Blog.NextPharmaJob: Predicting the impact of the Falsified Medicines Directive (FMD)

Tackling a major threat to public health and safety

Falsified medicines are fake medicines that are passed off as real, authorised medicines and so pose a global threat to patient safety and public health [1]. They may contain ingredients of low quality or in the wrong doses; be deliberately and fraudulently mislabelled with respect to their identity or source; have false packaging; or contain low levels of the active ingredients or the wrong ingredients altogether [2].

Falsified medicines represent a major area of criminal activity. In September 2014, Europol, the EU’s law enforcement body, together with counterparts from the UK, Austria, Belgium, Cyprus, France, Hungary, Slovakia, and Spain seized several fake million pills with an estimated value well in excess of EUR 10 million. The crackdown led to a several arrests and the freezing of more than EUR 7.5 million in financial assets [3].

The scale of this criminal activity has led to fears that fake medicines may penetrate the legal medicines supply chain. Often, falsified medicines are manufactured abroad and imported to the UK [4]. The Medicine and Healthcare products Regulatory Agency (MHRA) has an ongoing strategy to combat falsified medicines and collaborates with international counterparts and law enforcement agencies. Between 2004 and 2011, the MHRA intercepted 18 falsified medicines in the UK supply chain [4]. Most cases were at pharmacy and wholesale level, but in one case a falsified anti-platelet product was identified at clinical trial level [4].

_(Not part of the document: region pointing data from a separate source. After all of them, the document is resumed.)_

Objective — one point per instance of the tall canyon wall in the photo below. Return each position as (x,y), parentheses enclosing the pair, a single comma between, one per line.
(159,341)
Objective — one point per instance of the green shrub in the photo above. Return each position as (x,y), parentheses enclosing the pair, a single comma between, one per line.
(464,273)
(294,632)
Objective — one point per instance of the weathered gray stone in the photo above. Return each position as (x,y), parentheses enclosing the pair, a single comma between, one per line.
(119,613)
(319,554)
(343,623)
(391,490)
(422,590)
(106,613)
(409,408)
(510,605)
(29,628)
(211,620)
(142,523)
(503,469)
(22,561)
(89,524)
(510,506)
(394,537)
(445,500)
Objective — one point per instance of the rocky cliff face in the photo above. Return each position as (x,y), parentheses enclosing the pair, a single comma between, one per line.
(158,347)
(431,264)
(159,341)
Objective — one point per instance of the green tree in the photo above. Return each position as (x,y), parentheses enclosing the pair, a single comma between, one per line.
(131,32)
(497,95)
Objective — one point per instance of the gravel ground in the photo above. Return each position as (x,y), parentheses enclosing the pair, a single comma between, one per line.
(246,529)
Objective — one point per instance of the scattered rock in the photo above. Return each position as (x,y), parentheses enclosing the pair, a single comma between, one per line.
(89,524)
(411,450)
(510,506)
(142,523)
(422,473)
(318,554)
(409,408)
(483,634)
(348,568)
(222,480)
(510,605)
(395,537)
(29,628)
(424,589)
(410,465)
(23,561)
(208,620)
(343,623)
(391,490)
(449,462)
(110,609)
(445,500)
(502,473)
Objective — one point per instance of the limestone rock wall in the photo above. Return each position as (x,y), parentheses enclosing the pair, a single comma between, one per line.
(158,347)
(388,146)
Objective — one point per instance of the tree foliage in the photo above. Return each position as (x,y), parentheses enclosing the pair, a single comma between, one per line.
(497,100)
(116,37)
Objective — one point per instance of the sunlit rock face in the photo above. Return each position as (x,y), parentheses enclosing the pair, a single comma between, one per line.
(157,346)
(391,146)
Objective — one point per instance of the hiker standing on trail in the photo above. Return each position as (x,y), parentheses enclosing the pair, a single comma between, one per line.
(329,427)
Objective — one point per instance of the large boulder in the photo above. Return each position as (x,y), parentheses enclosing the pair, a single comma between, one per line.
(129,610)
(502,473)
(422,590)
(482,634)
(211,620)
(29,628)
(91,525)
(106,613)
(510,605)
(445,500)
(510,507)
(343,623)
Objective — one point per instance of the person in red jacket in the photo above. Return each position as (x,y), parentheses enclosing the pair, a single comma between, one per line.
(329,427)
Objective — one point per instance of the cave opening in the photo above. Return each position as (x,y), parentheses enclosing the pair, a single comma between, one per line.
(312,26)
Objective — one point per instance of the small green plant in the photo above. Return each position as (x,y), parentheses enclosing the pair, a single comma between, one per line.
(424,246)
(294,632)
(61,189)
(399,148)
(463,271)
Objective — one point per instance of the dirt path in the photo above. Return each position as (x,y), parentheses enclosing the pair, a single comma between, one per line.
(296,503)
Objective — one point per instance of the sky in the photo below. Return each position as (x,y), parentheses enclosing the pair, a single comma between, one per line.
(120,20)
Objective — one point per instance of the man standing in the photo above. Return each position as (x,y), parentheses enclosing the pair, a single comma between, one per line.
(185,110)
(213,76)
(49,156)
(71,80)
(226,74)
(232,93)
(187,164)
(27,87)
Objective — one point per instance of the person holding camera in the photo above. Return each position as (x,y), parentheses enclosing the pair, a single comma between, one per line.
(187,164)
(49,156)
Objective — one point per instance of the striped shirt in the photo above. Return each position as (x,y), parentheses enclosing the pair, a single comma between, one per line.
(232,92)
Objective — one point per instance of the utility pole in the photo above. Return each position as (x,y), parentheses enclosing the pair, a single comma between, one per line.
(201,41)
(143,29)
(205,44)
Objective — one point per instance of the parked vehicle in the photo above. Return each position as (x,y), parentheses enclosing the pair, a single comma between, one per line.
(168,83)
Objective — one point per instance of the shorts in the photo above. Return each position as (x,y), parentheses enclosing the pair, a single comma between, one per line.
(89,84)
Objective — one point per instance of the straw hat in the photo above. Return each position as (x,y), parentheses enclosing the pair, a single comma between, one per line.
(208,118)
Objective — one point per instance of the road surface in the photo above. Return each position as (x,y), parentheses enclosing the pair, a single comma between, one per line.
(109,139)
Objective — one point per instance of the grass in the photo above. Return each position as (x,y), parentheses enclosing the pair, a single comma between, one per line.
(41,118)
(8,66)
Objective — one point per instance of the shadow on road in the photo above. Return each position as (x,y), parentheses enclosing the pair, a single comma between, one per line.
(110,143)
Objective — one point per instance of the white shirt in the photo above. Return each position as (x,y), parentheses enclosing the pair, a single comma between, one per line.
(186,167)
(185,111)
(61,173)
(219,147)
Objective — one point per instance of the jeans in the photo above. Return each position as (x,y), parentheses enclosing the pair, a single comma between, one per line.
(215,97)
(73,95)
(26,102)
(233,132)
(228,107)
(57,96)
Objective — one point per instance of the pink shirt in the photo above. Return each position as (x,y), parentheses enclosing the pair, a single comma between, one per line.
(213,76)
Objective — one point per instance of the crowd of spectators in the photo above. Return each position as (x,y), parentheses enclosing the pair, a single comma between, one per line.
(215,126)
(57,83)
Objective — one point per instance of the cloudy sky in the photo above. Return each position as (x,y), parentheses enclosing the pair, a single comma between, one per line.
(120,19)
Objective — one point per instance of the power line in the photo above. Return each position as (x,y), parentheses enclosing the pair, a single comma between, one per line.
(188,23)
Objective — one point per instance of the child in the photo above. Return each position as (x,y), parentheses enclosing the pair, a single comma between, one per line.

The Falsified Medicines Directive

The serious health threat posed by falsified medicines, led to the EU adopting Directive 2011/62/EU, often referred to as the Falsified Medicines Directive (FMD) [1]. This new legislation became applicable across the EU on 2 January 2013. To avoid making EU legislation over-complicated and technical a system exists for delegating to the European Commission limited powers to make minor changes to laws, provided these do not affect the "core" legislation decided by European Parliament and the Council [5]. Therefore, in parallel to the core legislation for the FMD, the European Commission started work on a Delegated Act to ensure uniformity and standardisation of key safety features required by the legislation [1].

The adoption and subsequent publication of this Delegated Act, sets off a three-year timeline for implementation at EU member state level [6,7]. By 2018, the full requirements are envisaged to be implemented across the region. The FMD represents a major development for pharmaceutical manufacturers, wholesalers and pharmacists and will also have an impact on national healthcare providers and regulators.

Table 1: Some key features of the EU FMD (2011/62/EU) [1,4,8]

Feature	Details
Packaging	An obligatory authenticity feature on the outer packaging of the medicines. This feature was set to be decided at a later stage via a Delegated Act
Safety features of medicines	Barcodes to be printed on or attached to each pack of medicines subject to prescription and other medicines at risk of being falsified. The barcodes will be checked into a database by the manufacturer and checked out when dispensed by a pharmacy.
Supply chain and good distribution practice	Strengthened record-keeping requirements for wholesale distributors. Will be required to verify that they are dealing with authorised suppliers. Brokers will have obligations similar to those of wholesale distributors.
Active pharmaceutical ingredients	Tougher rules on the controls and inspections of producers of active pharmaceutical ingredients
Internet sales	A common, EU-wide logo to identify legal online pharmacies. This will make it easier to distinguish between legal and illegal online pharmacies in the EU.